Online Discussions

The “Online Discussion” refers to a weekly online discussion about the topic of the week. It’s a bit of a terminology problem: there are other things that each involve “online discussion”, but only one “weekly Online Discussion.”

What: Weekly online discussions with a required initial posting and follow up discussion.
Why: The primary goal of these assignments are to get you to think about the material in the readings and lecture, by forcing you to answer questions and have a conversation about it with your classmates.
When: An initial posting is due on Wednesday, responding to the first prompt. The discussion will stay open until the following Friday so that you can discuss with your classmates.
How: The discussions will use the Canvas online discussion boards. The class will be divided into groups to make the discussions more manageable.
Assessment: we will grade on the Grading (Ungraded Grading Scale) for the initial posting, and consider your discussion postings as part of your Grading (Discussion Grading)
Late Policy: You will be penalized if you consistently contribute your postings late. Others need you to make your postings so that they can discuss!
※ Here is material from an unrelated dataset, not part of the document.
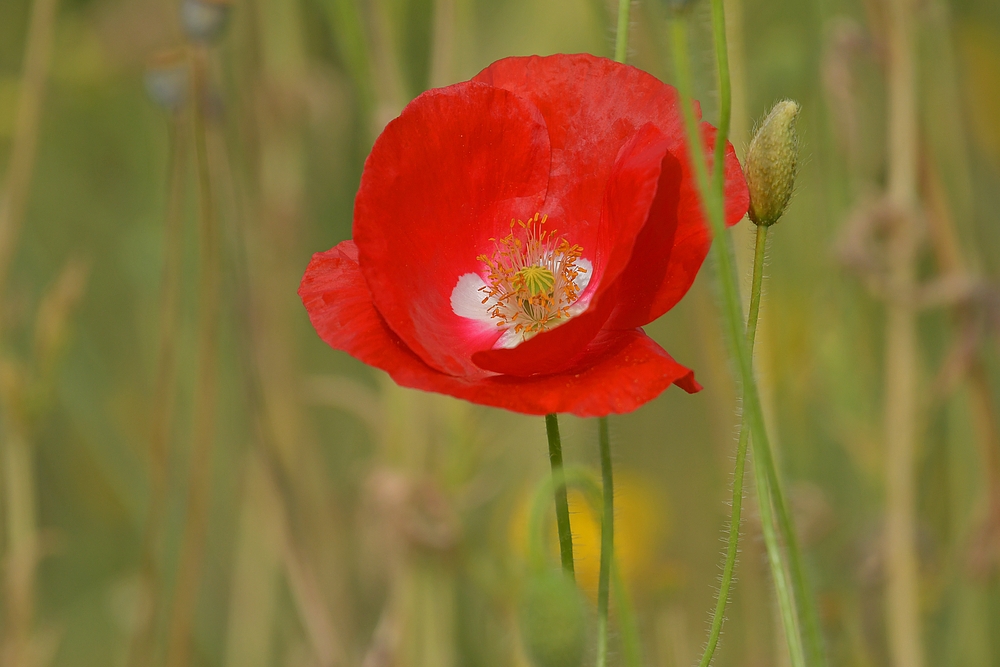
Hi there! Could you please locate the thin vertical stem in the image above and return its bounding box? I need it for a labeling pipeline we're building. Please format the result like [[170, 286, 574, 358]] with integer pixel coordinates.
[[885, 0, 924, 667], [712, 0, 733, 193], [0, 426, 39, 666], [597, 417, 615, 667], [545, 414, 576, 577], [615, 0, 632, 63], [0, 0, 58, 314], [671, 13, 804, 667], [166, 48, 220, 667], [712, 0, 826, 656], [128, 114, 187, 665]]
Turning in something late (up until the time that the discussion closes) is better than nothing, but is really unfair to the others who you are supposed to be discussing with.
Drop Policy: The lowest two scores will be dropped.

Note that the “Online Discussion” refers to this weekly structured, prompted discussion. There are other online discussions (the Seek and Finds and general discussions on Piaza).

Each week there will be an online discussion related to the topic of the week.

There will be an online prompt that you need to answer. Your groupmates will see this. You cannot discuss (e.g., read and reply) to others until you have made this initial posting. The prompts are designed so that they will hopefully lead to meaningful discussion.

In prior years, I tried to have the single “Online Discussion” be a place for many different things to go together. There were multiple required initial postings, and we used the discussions as places for handing in designs. This year, I am trying to split it to keep each discussion simpler. The “Online Discussion” will have a specific topic, and require a single “initial” posting. We migh have multiple discussions for other purposes (for example, we may have students turn in designs using a Canvas discussion so that we can give each other feedback).

While adding brief comments to others (like “I agree” or “good posting”) is useful (and you should do it), these don’t count as “meaningful” so you should also make more substantive responses as well. It is useful to acknowledge that you have read responses made to your posting - the Canvas “like” mechanism is a good way to do this. In general, we will use like to acknowledge a post.

Because it’s too hard to have a conversation with the whole class, the class will be broken up into random groups for each assignment. Once we get to steady state for the semester in terms of enrollment, we will hold the groups constant so people can get to know each other, but shuffle them occasionally, so you can meet new people. See Tips on Using Canvas (Canvas Groups) for some tricks.